The 2014 fire in the Lacrosse Apartments in Melbourne’s Docklands, was started by a cigarette butt being placed in a plastic container on one of the apartment’s balconies by a backpacker living in the apartment at the time. It resulted in hundreds of residents being evacuated and considerable damage to the building as the combustible cladding on the façade of the building contributed to the fire’s rapid spread.
Civil action in VCAT followed between the owners of the Lacrosse Apartments, the builder, the architect, the fire engineer and the building surveyor.
The VCAT decision was appealed and we now provide details of the Court of Appeal’s decision which was handed down recently. Details of the parties and the Court of Appeal’s decision can be found here.
Current legal position
The Court of Appeal delivered judgment in the Lacrosse matter on 26 March 2021. There was no division amongst Their Honours Justices Beach, Osborn and Stynes who delivered a unanimous decision. Both the architect and the fire engineer were unsuccessful on all appeal grounds.
The building surveyor was unsuccessful in respect of four of its five grounds. It was granted leave in respect of one ground which was the trial judge’s finding that in failing to detect an error in the Fifth Fire Engineering Report (FER), it missed an opportunity to address the ACP issue and that this was causative of some of the loss.
The Court of Appeal found that the trial Judge erred in relying on this error because even if the building surveyor drew the matter to the attention of the fire engineer it would not have resulted in any change in the design.
There is now a further question that needs to be answered being whether any adjustment should be made to the apportionment of liability between the building surveyor (33%), the architect (25%) and the fire engineer (39%).
At the Directions Hearing on 31 March 2021 all parties agreed that the question of any reapportionment arising from the Fifth FER Appeal Finding should be determined by the Court of Appeal.
The Court of Appeal were not in a position to hear submissions on re-apportionment and decided that the appropriate course was for the parties to file written submissions with a view to the matter being listed for further hearing in May 2021. A timetable has been agreed between the parties for the filing of written submissions and submissions in response.
We will report further sometime after May 2021, when the Court of Appeal has considered the question of re-apportionment.
What does this mean for Architects and the Insurance Industry?
The spotlight is now on the importance of product specification and compliance, with all consultants having a responsibility in this regard.
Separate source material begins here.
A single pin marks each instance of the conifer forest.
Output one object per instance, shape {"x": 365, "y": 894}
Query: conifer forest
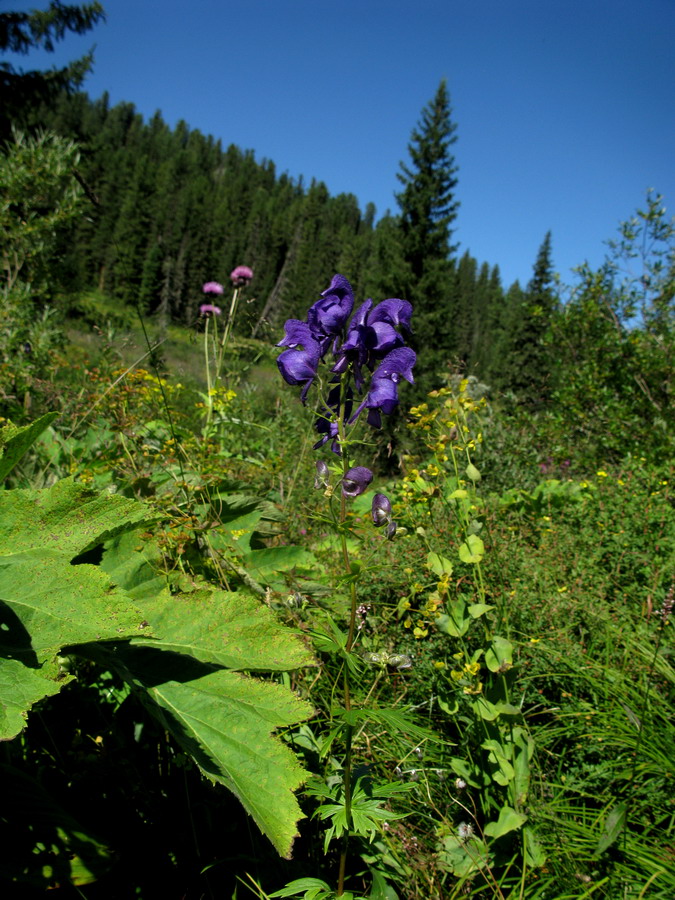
{"x": 330, "y": 565}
Claims resulting from non-compliant cladding products have dealt a devastating blow to the insurance industry and as a result, obtaining Professional Indemnity Insurance has become much more problematic and is proving quite difficult for certain professionals. In addition, most PI insurers are now routinely applying much broader exclusions to the PI Insurance policies they offer Construction Professionals, premiums are on the rise and, in some instances, we have seen PI Insurers simply refuse to offer terms to certain professionals either because of the nature of their work, their claims history or both.